Here are some links to Asian Standards.

China:
http://csis.org/publication/national-security-and-chinas-information-security-standards

India:
This is quoted from the following:
"The International Standard IS/ISO/IEC 27001 on “Information Technology –
Security Techniques – Information Security Management System – Requirements”
has been adopted by the country"
In effect it adopts IEC 27001 for its requirements.

http://www.naavi.org/cl_editorial_11/draft_guidelines_43A-79-cyber_cafe/senstivepersonainfo07_02_11.pdf

Japan:
Also follows ISO 27001 and it is required by companies just like in India.
http://www.safis-solutions.com/resources/IndustryNews/iso27001.shtml

Regarding the acronyms:

PII is ―"any information about an individual maintained by an agency, including (1) any information that can be used to distinguish or trace an individual‘s identity, such as name, social security number, date and place of birth, mother‘s maiden name, or biometric records; and (2) any other information that is linked or linkable to an individual, such as medical, educational, financial, and employment information."

The above is taken from NIST's document at this link:
http://csrc.nist.gov/publications/nistpubs/800-122/sp800-122.pdf

Although this is a very broad definition, because of our education, work, or other activity the PII for most people should readily be available. It also turns out that even if you are non-PI source now, once you carry our activities like applying for driver's license; getting an new email address etc may turn you into a PII source.
More here on this:
http://www.gsa.gov/portal/content/104256


PCI
Payment Credit Card Industry Data Security Standard (PCI DSS) applicable to credit card transactions. PCI DSS puts down the requirments to secure entities that deal with processing, storing or transmitting credit card information. There are no visible penalites for not being PCI compliant.

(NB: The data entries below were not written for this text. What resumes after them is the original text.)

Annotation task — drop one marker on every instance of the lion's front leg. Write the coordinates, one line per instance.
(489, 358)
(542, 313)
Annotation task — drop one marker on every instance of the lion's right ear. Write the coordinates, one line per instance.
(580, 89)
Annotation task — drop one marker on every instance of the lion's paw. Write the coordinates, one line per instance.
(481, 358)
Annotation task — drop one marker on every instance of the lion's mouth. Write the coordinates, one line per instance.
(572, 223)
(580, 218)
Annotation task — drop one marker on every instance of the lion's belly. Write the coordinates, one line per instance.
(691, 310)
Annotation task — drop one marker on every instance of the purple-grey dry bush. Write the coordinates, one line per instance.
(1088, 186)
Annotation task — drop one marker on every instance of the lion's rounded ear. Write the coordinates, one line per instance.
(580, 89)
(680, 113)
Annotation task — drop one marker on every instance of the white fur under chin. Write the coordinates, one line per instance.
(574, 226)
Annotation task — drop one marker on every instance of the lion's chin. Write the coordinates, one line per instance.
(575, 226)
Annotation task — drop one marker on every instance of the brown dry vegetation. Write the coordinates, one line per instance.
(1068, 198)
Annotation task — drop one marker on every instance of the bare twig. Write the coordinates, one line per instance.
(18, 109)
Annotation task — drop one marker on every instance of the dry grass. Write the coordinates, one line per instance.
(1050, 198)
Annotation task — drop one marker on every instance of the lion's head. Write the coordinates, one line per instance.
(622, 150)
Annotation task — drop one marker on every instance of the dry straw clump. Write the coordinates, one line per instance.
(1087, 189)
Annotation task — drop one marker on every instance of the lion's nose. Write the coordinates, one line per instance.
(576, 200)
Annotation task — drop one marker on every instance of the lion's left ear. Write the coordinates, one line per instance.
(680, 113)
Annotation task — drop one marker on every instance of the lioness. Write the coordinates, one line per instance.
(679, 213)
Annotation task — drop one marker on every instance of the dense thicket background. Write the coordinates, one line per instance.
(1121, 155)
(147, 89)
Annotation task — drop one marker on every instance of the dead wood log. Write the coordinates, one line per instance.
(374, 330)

PA DSS is Processing Application Data Security Standard where the application  includes entities that store, transmit Credit Card Information electroncally such as Point-of-sales devices at retail stores; shopping carts on on-line; restaurants; your tax preparer  etc.

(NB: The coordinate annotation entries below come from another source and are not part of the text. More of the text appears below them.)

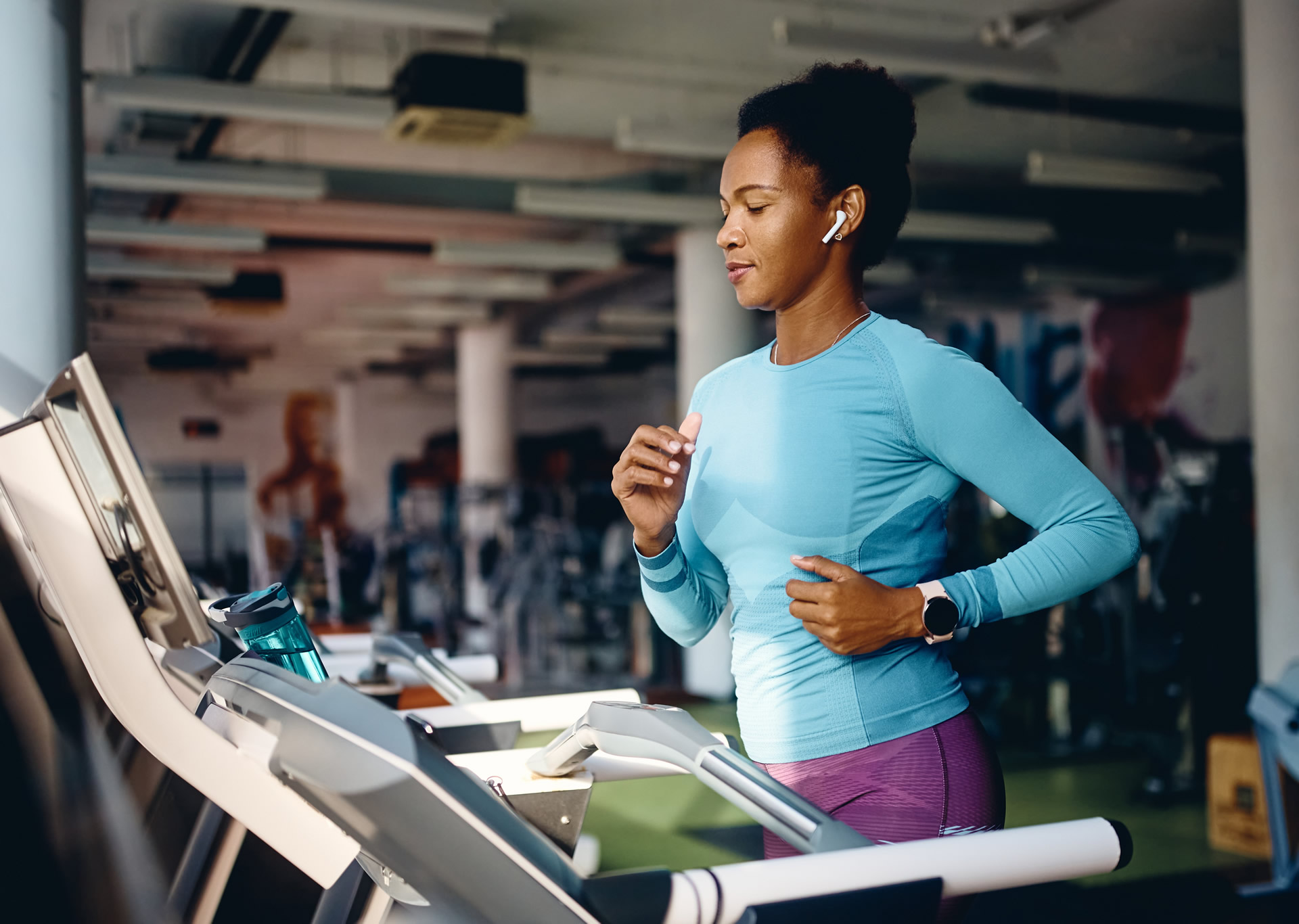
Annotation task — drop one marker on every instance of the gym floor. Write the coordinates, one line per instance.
(1175, 875)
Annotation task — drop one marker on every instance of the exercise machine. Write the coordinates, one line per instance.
(337, 783)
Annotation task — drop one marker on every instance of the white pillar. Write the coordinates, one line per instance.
(486, 455)
(42, 256)
(711, 329)
(1269, 35)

Members of Payment Card Industry Security Standard Council (PCI SSC) are American Express, Discover, JCB, MasterCard or Visa

More here:
https://www.pcisecuritystandards.org/security_standards/documents.php?document=pci_dss_v2-0#pci_dss_v2-0

PIPEDA - Canada
Personal Information Protection and Electronic Documents Act (PIPEDA) is an act of Canadian government related to electronic commerce.

"An Act to support and promote electronic commerce by protecting personal information that is collected, used or disclosed in certain circumstances, by providing for the use of electronic means to communicate or record information or transactions and by amending the Canada Evidence Act, the Statutory Instruments Act and the Statute Revision Act
"
This is a quote from the following site:

Details here:
http://laws-lois.justice.gc.ca/eng/acts/P-8.6/

Directive 95/46/EC - Europe
A directive of the European Parliament and of the Council of 24 October 1995 on the protection of individuals with regard to the processing of personal data and on the free movement of such data.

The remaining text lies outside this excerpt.